The new study by Dr. James Hansen and 16 co-authors shows that prospects for rapid sea level rise and damaging superstorms are worse than previously predicted.
News coverage of the report has been sparse, but there are links below to a couple: CBS’s two-minute broadcast and a longer Washington Post piece that includes a layperson’s explanation of the science as well as early comments by other top climate experts. The Post article has a link to the full study, and to a number of other interesting pieces of science.
This is consistent with the long-running concerns by Hansen and many other scientists that the Intergovernmental Panel on Climate Change has for years been ignoring key factors contributing to sea level rise and associated climate disruptions.
A little time remains for us to make a major course correction that could limit climate changes to “moderate” levels (which are already wreaking much pain and destruction) and avoid the worst scenarios.
NC WARN continues pressing Duke Energy – the world’s largest power corporation and the nation’s biggest polluter – to rapidly decarbonize its operations. We’ve gained much ground over time and are pedaling hard to grab more in every way possible.

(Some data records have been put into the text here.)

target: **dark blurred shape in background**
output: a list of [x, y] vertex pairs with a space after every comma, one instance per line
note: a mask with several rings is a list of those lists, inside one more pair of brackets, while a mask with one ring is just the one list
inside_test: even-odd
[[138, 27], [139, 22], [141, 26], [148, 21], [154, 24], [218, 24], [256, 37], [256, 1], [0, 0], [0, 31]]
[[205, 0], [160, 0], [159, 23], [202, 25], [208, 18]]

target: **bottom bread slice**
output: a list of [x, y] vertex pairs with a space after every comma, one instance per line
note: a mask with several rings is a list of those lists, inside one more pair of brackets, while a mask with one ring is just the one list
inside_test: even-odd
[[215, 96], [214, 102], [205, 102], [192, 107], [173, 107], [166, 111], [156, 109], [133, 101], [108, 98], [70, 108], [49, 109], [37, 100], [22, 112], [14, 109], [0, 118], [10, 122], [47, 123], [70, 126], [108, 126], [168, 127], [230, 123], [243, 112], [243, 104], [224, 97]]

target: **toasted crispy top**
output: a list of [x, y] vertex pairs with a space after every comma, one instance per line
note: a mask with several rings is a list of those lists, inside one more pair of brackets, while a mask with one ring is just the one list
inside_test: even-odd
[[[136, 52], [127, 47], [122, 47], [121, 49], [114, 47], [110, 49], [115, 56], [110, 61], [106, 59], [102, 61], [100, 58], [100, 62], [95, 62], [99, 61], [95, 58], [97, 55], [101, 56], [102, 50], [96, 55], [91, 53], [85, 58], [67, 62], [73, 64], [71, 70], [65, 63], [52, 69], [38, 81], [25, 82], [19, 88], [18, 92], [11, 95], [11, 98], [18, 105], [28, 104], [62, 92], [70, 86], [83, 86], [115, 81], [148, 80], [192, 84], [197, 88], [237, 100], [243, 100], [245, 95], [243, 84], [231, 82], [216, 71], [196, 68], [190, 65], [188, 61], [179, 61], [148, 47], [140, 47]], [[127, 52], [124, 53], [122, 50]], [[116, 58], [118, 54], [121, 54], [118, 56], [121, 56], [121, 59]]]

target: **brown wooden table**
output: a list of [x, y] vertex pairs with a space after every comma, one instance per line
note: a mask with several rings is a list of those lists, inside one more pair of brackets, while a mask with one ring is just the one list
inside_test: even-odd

Experts make dire predictions about sea level
by Jim Axelrod
CBS Evening News
July 21, 2015
In the future, there could be major flooding along every coast. So says a new study that warns the world’s seas are rising.
Ever-warming oceans that are melting polar ice could raise sea levels 15 feet in the next 50 to 100 years, NASA’s former climate chief now says. That’s five times higher than previous predictions.
“This is the biggest threat the planet faces,” said James Hansen, the co-author of the new journal article raising that alarm scenario.
“If we get sea level rise of several meters, all coastal cities become dysfunctional,” he said. “The implications of this are just incalculable.”
Read more and watch 2-minute video
The world’s most famous climate scientist just outlined an alarming scenario for our planet’s future
by Chris Mooney
Washington Post
July 20, 2015
James Hansen has often been out ahead of his scientific colleagues.
With his 1988 congressional testimony, the then-NASA scientist is credited with putting the global warming issue on the map by saying that a warming trend had already begun. “It is time to stop waffling so much and say that the evidence is pretty strong that the greenhouse effect is here,” Hansen famously testified.
Now Hansen — who retired in 2013 from his NASA post, and is currently an adjunct professor at Columbia University’s Earth Institute — is publishing what he says may be his most important paper. Along with 16 other researchers — including leading experts on the Greenland and Antarctic ice sheets — he has authored a lengthy study outlining a scenario of potentially rapid sea level rise combined with more intense storm systems.
It’s an alarming picture of where the planet could be headed — and hard to ignore, given its author. But it may also meet with considerable skepticism in the broader scientific community, given that its scenarios of sea level rise occur more rapidly than those ratified by the United Nations’ Intergovernmental Panel on Climate Change in its latest assessment of the state of climate science, published in 2013.
The authors conclude that 2 degrees Celsius global warming—the widely accepted international target for how much the world should limit global warming—is “highly dangerous.”